Thu, Jan 08, 2004 - Page 16 News List

Construction for Olympics unearths treasures

Preparations for the upcoming Olympic Games have yielded a treasure trove of archeological and cultural finds

AP , Athens

An archeological worker digs at the excavation area next to the road linking southeastern Athens with the city's new international airport. Construction projects for the Games have yielded the single biggest antiquities treasure hunt in Athens and surrounding areas.

PHOTO: AP

A cloud of white dust hovers over Athens' former international airport as crews using heavy equipment build sports facilities for the upcoming Olympics.

A few paces away, another team of workers -- with only brushes and garden tools -- carefully digs into the past.

It's part of an unexpected gift for archeologists: Olympic projects clearing the way for the single biggest antiquities treasure hunt in Athens and surrounding areas.

Dozens of Olympic-related works -- from venues to highways -- has touched off a flurry of archeological excavations trying to beat the bulldozers.

The finds so far range from prehistoric settlements to 2,500-year-old cemeteries to ruins from the Roman period, when Emperor Theodosius abolished the Olympics in 394 after Christianity took root, deeming them pagan.

``I don't believe there was ever such a large-scale archeological excavation in Athens,'' said archeologist Dina Kaza, who heads the excavation at the old seaside airport.

Extra archeologists and specialized researchers have been hired.
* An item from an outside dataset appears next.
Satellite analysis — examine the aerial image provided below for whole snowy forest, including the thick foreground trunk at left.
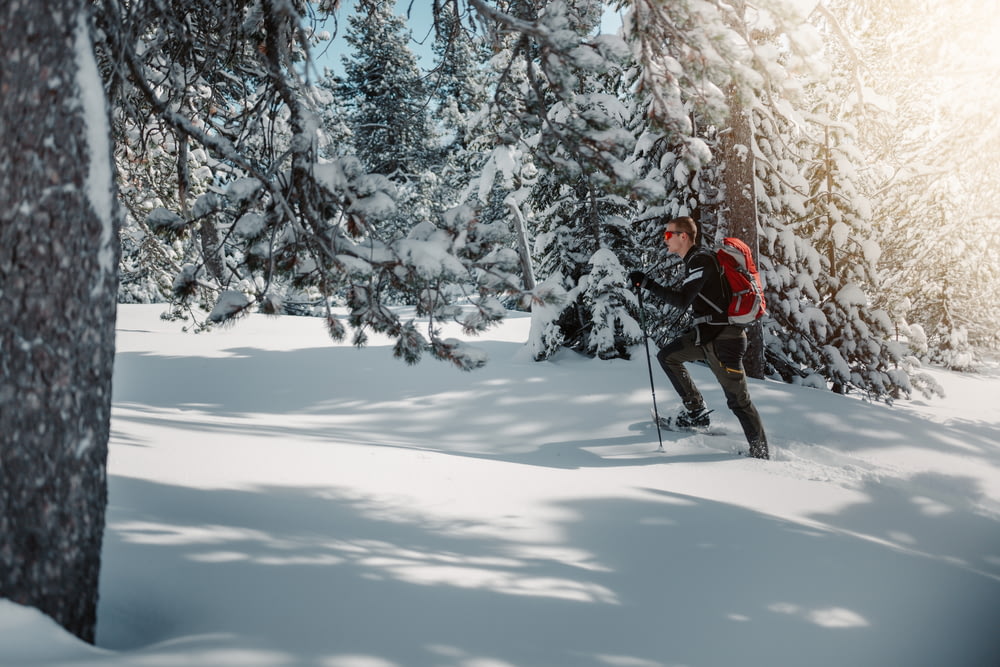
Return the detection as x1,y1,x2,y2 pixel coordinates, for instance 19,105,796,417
0,0,1000,638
Crews have worked round-the-clock shifts to keep pace with Olympic construction, which is moving at full speed to compensate for years of delays. The Olympics are scheduled to begin Aug. 13.
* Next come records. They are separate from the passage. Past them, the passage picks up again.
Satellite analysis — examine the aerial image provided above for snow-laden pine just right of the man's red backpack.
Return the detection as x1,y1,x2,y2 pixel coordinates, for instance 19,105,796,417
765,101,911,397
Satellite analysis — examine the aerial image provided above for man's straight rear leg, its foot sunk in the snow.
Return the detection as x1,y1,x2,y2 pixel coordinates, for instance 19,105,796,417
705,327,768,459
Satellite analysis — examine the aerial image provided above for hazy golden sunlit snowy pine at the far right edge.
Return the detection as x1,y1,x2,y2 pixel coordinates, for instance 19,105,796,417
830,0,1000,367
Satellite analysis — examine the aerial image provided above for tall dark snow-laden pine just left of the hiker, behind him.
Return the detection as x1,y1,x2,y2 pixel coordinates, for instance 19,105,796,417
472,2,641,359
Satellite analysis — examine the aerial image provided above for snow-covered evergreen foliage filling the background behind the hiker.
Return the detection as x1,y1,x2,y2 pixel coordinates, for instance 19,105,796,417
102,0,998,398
Kaza, who oversees excavations in five Olympic-related work sites, says the finds so far have not been headline-making -- like the back-to-back discoveries in 1997 of sites believed to be the lyceum, or school, of Aristotle and an ancient cemetery mentioned as the burial place of the famous statesmen Pericles.
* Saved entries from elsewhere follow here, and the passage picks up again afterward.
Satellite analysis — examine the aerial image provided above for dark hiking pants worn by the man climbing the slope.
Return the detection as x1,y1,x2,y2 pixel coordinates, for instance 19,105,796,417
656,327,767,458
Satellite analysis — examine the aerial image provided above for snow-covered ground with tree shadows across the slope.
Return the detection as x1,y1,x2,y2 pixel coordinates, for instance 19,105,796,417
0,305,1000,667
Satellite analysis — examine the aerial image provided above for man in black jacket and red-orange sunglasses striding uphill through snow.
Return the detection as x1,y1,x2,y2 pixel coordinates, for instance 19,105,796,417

But the quantity of finds adds important details and richness to the understanding of how Athens developed over the centuries, she said.

``We never know what the ground is hiding from us,'' said Kaza. -- at the site of a new tram line storage shed -- found 150 graves as old as 7BC.

Another archeologist, Maria Platonos, uncovered a ceramic vessel depicting a victorious javelin thrower at a cemetery from the Classical period, spanning from 500BC to 323BC, on a road to the Olympic Village north of central Athens.

The athlete is being crowned with ribbons by two messengers from Nike -- the goddess of victory in Greek mythology -- said Platonos, who heads excavations at the Olympic Village and two other Olympic sites.

She said that the artifact, dating to 470BC, had been used at a victory ceremony and was later placed on the grave of the young man awarded the prize.

``Finding this in the area of the Olympic Village was truly something unexpected and very fortunate,'' she said.

At times, though, antiquities were so massive that relocation was not an option.

At the Olympic Village, Platonos' team discovered an extensive system of underground pipelines from the Roman period used to supply Athens with water from nearby Parnitha Mountain. The system was in use until the 19th century.

``This pipe was excavated and cleaned, and now there are plans to make this monument more visible along the zone of greenery at the Olympic Village,'' Platonos added.

At the rowing center in Schinias, about 30km northeast of Athens, researchers found three early Bronze Age dwellings from about 4,000 years ago. Some of the ruins were relocated to allow construction of the Olympic venue.

Potential conflicts between preservation and modernization have required some creative solutions.